Home / Health / The family of the meteorologist says that she had complications in eye surgery before suicide

The family of the meteorologist says that she had complications in eye surgery before suicide

DETROIT – Jessica Starr, meteorologist for a Fox TV channel in Detroit,

she committed suicide last December,

only two months after undergoing corrective laser eye surgery.

Today, Starr's family, who expresses it for the first time since his death, claims to believe that his difficulties related to the complications of eye surgery have led to death.

"Absolutely," said Dan Rose, Starr's husband, to Paula Faris of ABC News in an exclusive interview on Wednesday on "Good Morning America." "There was nothing else we can attribute to it."

"She really knew that something was wrong in a few days," added Rose. "She began to complain about having incredibly dry eyes, she had almost no night vision, she had stars she saw day and night."

RELATED: Investigation reveals multiple Lasik patients lost their lives due to serious complications

Rose said that Starr, a mother of two young children, had told her that she was having trouble dealing with the visuals.

Starr's mother, Carol Starr, recalled that her daughter had lost 10 pounds after the operation.

"I did not stop saying," Are you eating? Are you okay? "Carol Starr remembered." And she said: & I do not eat and I do not sleep, mom. That worries me.
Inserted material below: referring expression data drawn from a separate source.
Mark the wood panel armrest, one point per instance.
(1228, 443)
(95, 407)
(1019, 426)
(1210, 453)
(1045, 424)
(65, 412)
I do not think it's going to get any better. "

The procedure practiced by Jessica Starr, 35 years old, last October, consists of a small incision duckling, or SMILE. In this document, a laser makes a very small aperture on the eye in order to remove a layer of tissue in the cornea in order to change shape and correct myopia.

The FDA approved the procedure in 2016 and has already been used more than 1.5 million times worldwide. It is considered less invasive than popular Lasik eye surgery.
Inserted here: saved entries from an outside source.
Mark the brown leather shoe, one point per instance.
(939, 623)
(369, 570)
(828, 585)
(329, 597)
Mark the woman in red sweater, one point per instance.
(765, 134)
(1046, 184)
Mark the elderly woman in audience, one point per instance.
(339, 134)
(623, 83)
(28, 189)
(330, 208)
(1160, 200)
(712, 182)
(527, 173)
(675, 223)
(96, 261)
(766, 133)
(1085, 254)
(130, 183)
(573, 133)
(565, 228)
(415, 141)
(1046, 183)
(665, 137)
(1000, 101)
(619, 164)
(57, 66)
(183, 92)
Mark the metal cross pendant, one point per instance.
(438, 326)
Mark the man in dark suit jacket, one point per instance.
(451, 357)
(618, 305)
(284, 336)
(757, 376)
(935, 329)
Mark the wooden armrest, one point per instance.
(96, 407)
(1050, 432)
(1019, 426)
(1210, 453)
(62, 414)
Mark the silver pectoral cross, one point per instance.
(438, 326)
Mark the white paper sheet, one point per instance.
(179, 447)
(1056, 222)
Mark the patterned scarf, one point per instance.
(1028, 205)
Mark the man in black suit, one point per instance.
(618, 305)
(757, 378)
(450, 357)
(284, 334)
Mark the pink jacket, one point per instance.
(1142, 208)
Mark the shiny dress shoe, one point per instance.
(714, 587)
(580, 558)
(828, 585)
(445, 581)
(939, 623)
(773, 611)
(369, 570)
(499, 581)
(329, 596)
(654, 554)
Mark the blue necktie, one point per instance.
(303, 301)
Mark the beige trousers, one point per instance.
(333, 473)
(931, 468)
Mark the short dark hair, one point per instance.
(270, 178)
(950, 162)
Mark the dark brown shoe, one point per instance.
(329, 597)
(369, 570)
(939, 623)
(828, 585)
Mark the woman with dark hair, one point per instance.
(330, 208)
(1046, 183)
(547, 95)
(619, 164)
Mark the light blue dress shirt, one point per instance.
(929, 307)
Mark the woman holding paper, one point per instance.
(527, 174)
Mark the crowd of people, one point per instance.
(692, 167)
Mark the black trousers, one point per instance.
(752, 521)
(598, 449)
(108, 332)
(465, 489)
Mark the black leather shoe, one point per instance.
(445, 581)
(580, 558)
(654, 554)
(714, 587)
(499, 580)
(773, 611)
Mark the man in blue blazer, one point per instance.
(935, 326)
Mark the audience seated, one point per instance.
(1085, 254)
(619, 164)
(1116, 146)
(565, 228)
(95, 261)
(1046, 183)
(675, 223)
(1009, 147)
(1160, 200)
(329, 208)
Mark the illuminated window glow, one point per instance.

The American Academy of Ophthalmology reports that studies show that the procedure is safe and effective and that complications are very rare. According to the academy, these complications can include glare and halos, especially at night, and under-corrected or over-corrected vision.

"I'm really mad at myself for doing that"

Starr's family said she had been considering laser eye surgery for several years when her doctor told her that she was a good candidate for SMILE.

In one of the many video journals recorded by Starr after the surgery, she expresses regret for having undergone the procedure.

"I'm really mad at myself for doing that," Starr said in the video. "I do not know why, I was fine in contacts, glasses were not such a big problem, it was good."

Starr's family said that she had contacted her surgeon and several ophthalmologists to get their opinion after the operation. She also sought the help of a therapist.

In hindsight, his family said he realized that Starr had become depressed.

"I was going to dinner alone with the kids, I was taking the kids to the cinema alone, in the sense that she had started to retire from life," said Rose about his wife.

Both Rose and her mother-in-law stated that Starr did not show any signs of emotional, mental or physical distress before the operation.

The American Society of Cataract and Refractive Surgery told ABC News that "clinical data on SMILE show that vision-compromising complications are extremely rare at less than 1%."

"As with all types of surgery, there is a healing process … and the need for post-surgical care … which usually lasts from a few days to several weeks … but in some patients [it] may take longer, "continued the statement.

Zeiss, the laser manufacturer used for SMILE, did not respond to ABC News's request for comment.

The FDA told ABC News that Zeiss was to conduct a post-approval study in order to continue to monitor the safety and effectiveness of the procedures.